Alex Tabarrok addresses the age-old question:
On the way up, bubbles encourage excessive investment in the bubble sector. On the way down a bursting bubble can create wealth shocks, liquidity shortages, and balance-sheet death-spirals. For both of these reasons, it would be good to be able to identify and pop bubbles. Identifying bubbles isn't easy, however, because, especially when interest rates are low, prices can increase rapidly with small, rational changes in investor expectations. But the difficulty of identifying bubbles is reasonably well known. What I think may be less appreciated is that bubbles are hard to pop even when you know that they exist.

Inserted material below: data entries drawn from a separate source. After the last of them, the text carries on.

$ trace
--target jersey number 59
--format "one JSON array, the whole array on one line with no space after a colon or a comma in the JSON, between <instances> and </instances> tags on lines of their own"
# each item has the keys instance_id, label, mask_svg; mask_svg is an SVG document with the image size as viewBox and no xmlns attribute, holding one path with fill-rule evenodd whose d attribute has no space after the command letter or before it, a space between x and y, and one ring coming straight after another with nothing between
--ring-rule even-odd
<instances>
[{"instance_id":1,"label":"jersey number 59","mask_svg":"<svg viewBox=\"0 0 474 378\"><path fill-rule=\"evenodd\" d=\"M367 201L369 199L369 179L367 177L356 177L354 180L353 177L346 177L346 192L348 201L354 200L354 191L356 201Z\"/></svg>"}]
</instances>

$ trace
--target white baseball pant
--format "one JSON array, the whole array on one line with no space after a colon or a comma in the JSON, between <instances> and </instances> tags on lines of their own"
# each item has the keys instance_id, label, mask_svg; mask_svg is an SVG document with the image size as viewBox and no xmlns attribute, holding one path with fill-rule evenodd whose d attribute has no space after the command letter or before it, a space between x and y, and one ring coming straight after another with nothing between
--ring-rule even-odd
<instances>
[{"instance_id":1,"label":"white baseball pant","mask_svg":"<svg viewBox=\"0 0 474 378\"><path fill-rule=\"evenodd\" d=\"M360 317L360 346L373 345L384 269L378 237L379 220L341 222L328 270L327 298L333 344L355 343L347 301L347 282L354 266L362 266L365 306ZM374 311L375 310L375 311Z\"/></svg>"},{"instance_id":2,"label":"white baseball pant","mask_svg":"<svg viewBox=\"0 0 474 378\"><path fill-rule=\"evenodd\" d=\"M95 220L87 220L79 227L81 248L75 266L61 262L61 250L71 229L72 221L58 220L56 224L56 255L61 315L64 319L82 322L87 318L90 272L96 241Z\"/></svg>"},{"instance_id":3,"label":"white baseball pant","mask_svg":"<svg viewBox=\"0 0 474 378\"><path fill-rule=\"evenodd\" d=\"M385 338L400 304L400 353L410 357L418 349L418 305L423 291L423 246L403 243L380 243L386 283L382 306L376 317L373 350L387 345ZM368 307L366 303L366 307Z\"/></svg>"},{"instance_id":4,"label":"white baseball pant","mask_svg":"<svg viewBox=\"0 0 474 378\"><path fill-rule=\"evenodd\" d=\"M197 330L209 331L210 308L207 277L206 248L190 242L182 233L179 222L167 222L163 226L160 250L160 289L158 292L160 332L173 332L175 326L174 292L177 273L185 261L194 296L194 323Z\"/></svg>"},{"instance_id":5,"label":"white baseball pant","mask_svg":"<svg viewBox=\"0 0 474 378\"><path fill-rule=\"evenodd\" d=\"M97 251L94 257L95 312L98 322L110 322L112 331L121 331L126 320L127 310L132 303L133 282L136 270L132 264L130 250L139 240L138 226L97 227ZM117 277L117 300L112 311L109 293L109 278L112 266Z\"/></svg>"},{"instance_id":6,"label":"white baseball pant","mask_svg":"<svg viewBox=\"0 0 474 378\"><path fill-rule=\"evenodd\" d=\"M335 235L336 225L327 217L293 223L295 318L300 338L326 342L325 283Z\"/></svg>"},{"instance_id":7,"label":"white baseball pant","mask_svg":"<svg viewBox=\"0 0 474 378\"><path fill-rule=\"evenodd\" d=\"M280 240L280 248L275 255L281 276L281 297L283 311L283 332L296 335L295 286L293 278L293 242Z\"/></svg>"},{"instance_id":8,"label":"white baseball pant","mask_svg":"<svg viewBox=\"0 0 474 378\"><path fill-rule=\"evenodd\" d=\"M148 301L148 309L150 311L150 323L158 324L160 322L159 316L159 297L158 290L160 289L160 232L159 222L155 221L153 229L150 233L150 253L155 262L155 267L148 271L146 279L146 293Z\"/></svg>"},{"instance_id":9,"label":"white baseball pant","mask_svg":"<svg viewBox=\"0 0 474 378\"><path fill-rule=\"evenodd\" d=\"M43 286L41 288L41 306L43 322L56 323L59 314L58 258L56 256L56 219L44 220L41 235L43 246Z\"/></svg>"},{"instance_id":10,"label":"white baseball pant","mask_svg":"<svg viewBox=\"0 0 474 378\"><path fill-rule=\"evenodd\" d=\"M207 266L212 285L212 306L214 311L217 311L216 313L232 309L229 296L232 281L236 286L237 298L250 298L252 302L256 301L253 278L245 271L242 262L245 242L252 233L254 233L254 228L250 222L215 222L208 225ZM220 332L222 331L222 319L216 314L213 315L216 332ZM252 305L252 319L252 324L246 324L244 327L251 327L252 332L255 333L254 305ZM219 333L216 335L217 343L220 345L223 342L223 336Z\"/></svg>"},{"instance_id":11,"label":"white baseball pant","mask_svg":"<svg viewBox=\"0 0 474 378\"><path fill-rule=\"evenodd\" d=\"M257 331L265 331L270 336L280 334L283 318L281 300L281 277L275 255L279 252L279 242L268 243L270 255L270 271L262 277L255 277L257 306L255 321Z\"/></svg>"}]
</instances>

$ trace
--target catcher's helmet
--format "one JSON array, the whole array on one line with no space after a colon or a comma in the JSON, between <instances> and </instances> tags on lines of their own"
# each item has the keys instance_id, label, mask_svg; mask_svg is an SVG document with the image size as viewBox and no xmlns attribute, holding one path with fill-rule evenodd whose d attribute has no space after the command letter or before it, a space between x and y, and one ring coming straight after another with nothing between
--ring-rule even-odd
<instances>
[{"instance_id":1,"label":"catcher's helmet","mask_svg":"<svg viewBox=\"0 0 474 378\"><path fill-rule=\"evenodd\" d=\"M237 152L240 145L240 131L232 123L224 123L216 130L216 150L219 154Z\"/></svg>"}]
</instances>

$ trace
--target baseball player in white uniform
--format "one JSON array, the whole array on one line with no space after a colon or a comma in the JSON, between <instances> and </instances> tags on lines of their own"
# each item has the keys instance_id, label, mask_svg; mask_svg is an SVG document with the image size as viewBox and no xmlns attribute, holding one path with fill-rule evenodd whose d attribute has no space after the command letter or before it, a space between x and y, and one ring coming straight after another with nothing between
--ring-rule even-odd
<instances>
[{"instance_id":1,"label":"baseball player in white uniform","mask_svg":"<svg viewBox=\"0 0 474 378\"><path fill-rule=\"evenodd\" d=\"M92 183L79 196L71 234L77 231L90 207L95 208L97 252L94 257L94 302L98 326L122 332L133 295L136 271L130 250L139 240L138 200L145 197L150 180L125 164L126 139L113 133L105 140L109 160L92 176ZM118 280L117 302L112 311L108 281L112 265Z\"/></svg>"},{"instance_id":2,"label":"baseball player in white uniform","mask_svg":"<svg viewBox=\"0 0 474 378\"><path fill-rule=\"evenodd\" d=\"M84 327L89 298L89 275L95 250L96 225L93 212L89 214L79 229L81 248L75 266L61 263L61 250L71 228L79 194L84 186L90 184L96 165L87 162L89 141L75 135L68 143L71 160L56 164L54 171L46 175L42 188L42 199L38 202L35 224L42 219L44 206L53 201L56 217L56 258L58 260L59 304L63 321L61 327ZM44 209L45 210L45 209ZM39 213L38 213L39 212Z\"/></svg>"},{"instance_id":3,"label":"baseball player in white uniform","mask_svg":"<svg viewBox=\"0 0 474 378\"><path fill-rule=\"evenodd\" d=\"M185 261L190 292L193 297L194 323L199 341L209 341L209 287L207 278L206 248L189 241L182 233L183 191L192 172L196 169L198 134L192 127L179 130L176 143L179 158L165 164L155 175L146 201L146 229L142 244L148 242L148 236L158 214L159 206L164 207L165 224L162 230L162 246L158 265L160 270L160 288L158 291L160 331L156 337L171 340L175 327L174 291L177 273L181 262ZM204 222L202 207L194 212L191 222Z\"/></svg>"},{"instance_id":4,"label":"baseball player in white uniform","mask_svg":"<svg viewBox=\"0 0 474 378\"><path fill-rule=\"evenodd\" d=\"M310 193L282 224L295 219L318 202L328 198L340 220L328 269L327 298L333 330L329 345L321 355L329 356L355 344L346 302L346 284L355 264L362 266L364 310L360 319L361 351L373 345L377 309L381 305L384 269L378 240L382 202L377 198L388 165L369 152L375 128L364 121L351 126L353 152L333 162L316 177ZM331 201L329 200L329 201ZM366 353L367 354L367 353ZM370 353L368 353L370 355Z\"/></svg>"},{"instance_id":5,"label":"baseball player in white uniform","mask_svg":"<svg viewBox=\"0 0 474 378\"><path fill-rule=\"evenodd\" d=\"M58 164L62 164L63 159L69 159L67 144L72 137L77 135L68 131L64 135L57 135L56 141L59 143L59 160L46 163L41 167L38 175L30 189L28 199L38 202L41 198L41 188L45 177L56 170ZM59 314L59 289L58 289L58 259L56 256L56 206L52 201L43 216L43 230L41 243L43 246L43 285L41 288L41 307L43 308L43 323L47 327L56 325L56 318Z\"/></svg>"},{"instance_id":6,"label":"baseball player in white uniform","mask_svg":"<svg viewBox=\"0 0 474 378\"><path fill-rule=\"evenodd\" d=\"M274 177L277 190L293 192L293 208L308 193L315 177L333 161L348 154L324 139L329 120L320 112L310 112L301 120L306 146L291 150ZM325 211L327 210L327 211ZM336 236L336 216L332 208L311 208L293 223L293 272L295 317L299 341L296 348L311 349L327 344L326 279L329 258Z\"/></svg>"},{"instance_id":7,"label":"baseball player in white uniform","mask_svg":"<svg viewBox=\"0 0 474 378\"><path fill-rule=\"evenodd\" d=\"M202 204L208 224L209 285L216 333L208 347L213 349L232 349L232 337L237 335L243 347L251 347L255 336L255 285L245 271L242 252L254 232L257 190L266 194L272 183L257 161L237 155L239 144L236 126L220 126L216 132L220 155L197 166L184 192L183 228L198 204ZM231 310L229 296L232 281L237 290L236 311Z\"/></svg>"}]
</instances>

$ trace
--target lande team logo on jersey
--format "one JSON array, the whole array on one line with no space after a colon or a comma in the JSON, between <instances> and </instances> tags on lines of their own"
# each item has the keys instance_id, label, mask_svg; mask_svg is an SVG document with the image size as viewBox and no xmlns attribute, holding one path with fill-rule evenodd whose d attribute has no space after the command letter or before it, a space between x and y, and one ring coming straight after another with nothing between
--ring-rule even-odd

Daniel Indiviglio joins the discussion:
Alan Greenspan is widely blamed for exacerbating the housing bubble, after leaving interest rates too low for too long. The poor guy just can't win: either he's raising rates too quickly (popping the internet bubble) or keeping them too low for too long (creating the real estate bubble). One possible solution to this could be for the Fed to only use monetary policy to control inflation and never attempt to affect business cycles. Yet, that probably would not fly politically, which is one of the problems in having a quasi-public central bank.
But either way, I'm not sure it matters. I asserted before that investors tend to be too emotional, and that helps to make bubbles worse. That's partially true, but the flip side is that investing in the asset of the day during a bubble is wholly rational. If you don't, you will fail to reap the returns that everyone else will enjoy.
[...] Unfortunately, this is a problem that I'm not sure can be solved. You would have to essentially discourage that rational behavior. One possibility would be forcing long-term investment only. Then investors would certainly be less apt to take part in inflating a bubble, since they can't count on getting out before the crash. I just worry that such a policy would do more harm to the market through creating inefficiency than good though only allowing smaller bubbles.